2023 Bedford Borough Council election

All 46 seats to Bedford Borough Council 24 seats needed for a majority
- Turnout: 34.9%
|  | First party | Second party | Third party |
|  | Blank | Blank | Blank |
| Leader | Sue Oliver | Graeme Coombes | Dave Hodgson |
| Party | Labour | Conservative | Liberal Democrats |
| Last election | 11 seats, 27.6% | 11 seats, 31.3% | 15 seats, 30.3% |
| Seats won | 14 | 13 | 13 |
| Seat change | +3 | +2 | −2 |
| Popular vote | 24,563 | 23,316 | 23,194 |
| Percentage | 29.4% | 27.9% | 27.7% |
| Swing | +1.8% | −3.4% | −2.6% |
|  | Fourth party | Fifth party | Sixth party |
|  | Blank | Blank | Blank |
| Leader | N/A | N/A | N/A |
| Party | Green | Independent | Vacant |
| Last election | 2 seats, 6.4% | 1 seat, 3.7% |  |
| Seats won | 3 | 2 | 1 |
| Seat change | +1 | +1 | +1 |
| Popular vote | 6,786 | 5,479 |  |
| Percentage | 8.1% | 6.5% |  |
| Swing | +1.8% | +2.8% |  |
- Winner of each seat at the 2023 Bedford Borough Council election
| Mayor before election Dave Hodgson Liberal Democrat No overall control | Mayor after election Tom Wootton Conservative No overall control |

= 2023 Bedford Borough Council election =

The 2023 Bedford Borough Council election took place on 4 May 2023, electing members of Bedford Borough Council in Bedfordshire, England. An election for the borough's directly-elected mayor took place at the same time. This was the same day as other local elections.

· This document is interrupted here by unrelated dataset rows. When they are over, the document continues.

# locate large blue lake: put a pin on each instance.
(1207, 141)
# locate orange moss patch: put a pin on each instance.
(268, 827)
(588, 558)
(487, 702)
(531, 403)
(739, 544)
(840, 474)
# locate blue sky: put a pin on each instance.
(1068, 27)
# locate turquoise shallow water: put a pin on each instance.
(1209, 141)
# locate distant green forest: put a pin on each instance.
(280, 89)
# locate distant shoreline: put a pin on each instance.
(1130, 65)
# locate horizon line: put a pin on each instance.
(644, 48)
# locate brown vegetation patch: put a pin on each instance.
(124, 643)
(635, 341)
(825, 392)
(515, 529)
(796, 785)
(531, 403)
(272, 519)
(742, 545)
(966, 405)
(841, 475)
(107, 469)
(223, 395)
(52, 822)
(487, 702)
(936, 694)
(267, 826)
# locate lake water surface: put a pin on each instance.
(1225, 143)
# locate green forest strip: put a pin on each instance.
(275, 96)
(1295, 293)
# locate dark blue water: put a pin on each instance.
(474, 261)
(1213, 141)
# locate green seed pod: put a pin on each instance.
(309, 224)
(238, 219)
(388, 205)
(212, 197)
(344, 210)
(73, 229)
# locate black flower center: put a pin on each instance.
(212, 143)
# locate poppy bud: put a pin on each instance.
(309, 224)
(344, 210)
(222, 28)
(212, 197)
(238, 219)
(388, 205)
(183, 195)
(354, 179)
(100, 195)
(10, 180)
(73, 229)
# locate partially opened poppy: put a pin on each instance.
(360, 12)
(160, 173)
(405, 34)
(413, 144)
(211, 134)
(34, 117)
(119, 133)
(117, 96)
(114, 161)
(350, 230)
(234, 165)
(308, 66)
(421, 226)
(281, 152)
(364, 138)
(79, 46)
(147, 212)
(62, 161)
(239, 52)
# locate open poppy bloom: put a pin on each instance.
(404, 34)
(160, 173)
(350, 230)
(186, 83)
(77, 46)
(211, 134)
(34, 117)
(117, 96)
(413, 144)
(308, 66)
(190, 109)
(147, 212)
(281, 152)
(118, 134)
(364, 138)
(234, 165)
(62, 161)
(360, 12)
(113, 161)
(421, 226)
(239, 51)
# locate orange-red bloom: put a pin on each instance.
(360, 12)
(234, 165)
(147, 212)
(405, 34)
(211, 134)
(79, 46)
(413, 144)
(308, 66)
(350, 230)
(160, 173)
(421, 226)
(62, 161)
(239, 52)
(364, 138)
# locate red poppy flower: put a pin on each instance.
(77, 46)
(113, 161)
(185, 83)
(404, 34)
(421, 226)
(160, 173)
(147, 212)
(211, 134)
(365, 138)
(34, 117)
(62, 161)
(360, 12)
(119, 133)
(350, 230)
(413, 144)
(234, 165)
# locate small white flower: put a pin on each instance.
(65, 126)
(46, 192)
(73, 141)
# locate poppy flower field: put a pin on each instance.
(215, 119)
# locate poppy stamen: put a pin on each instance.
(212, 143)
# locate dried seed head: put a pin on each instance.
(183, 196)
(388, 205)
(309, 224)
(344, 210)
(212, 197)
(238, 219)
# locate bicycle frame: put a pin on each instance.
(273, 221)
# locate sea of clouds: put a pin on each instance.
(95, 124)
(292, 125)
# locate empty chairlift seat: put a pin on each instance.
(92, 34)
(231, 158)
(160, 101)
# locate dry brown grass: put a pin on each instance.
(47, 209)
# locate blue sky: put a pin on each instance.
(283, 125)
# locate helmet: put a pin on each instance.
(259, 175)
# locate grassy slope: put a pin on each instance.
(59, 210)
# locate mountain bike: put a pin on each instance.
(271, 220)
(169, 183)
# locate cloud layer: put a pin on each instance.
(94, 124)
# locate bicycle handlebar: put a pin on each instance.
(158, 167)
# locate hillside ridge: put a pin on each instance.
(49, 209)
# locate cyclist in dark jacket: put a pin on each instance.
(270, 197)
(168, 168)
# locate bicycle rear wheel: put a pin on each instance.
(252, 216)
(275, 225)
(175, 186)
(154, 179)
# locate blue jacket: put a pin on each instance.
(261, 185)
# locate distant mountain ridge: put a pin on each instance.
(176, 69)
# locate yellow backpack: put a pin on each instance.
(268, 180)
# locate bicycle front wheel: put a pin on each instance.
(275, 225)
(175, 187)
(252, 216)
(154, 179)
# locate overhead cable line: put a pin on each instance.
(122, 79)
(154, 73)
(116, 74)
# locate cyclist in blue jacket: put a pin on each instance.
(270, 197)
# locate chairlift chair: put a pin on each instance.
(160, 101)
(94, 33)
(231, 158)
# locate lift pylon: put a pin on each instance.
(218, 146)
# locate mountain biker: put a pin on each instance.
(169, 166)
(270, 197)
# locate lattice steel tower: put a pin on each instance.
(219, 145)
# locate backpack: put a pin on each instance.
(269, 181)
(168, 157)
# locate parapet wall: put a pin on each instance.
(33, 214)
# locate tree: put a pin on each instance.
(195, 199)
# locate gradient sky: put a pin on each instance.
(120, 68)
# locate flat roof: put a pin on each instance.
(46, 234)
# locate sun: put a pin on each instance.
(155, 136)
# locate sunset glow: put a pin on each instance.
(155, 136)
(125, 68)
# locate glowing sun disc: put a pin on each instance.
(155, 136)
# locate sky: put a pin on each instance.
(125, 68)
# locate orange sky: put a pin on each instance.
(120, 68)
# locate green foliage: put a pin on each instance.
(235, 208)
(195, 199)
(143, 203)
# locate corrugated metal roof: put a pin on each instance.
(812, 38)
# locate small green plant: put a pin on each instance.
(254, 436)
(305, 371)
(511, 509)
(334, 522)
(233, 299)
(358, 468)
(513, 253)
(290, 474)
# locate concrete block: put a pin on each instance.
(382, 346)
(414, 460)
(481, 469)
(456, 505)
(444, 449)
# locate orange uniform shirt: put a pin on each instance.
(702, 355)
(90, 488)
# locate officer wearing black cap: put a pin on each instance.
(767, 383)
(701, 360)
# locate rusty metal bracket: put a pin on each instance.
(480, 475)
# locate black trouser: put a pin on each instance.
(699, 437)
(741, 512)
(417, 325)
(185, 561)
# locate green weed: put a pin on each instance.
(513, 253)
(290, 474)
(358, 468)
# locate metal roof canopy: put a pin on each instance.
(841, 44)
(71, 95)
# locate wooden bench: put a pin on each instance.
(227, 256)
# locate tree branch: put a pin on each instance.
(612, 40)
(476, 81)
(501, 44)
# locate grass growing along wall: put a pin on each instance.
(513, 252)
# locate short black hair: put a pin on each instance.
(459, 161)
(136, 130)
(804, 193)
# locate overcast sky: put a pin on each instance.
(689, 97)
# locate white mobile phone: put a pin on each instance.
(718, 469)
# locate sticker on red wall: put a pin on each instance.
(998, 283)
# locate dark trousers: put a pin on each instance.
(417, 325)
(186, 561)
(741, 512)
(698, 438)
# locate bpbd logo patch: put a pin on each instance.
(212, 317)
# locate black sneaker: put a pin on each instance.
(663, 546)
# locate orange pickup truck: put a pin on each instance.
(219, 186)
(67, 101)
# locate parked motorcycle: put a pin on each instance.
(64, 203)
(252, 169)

The whole council was up for election on new ward boundaries. The total number of seats increased by 6, from 40 to 46. Issues being debated by the candidates included the route of East West Rail through the town, with Government confirmation on the route still awaited at the time of the election.

The council remained under no overall control after the election. The Conservative candidate, Tom Wootton, won the mayoralty, defeating the Liberal Democrat incumbent, Dave Hodgson, who had held the post since 2009.

==Summary==

===Election result===

2023 Bedford Borough Council election (new boundaries)
| Party |  | Candidates | Seats | Gains | Losses | Net gain/loss | Seats % | Votes % | Votes | +/− |
|  | Labour | 45 | 14 | 1 | 0 | +3 | 31.1 | 29.4 | 24,563 | +1.8 |
|  | Conservative | 45 | 13 | 0 | 1 | +2 | 28.9 | 27.9 | 23,316 | –3.4 |
|  | Liberal Democrats | 46 | 13 | 0 | 2 | −2 | 28.9 | 27.7 | 23,194 | –2.6 |
|  | Green | 25 | 3 | 1 | 0 | +1 | 6.7 | 8.1 | 6,786 | +1.7 |
|  | Independent | 9 | 2 | 1 | 0 | +1 | 4.4 | 6.5 | 5,479 | +2.8 |
|  | Reform | 2 | 0 | 0 | 0 | Steady | 0.0 | 0.4 | 310 | New |
|  | TUSC | 1 | 0 | 0 | 0 | Steady | 0.0 | <0.1 | 6 | New |
|  | Communist | 1 | 0 | 0 | 0 | Steady | 0.0 | <0.1 | 5 | New |
|  | Vacant | 0 | 1 | 0 | 0 | Steady | 2.2 | N/A | N/A | N/A |

==Ward results==
Official results were published by Bedford Borough Council as the count progressed.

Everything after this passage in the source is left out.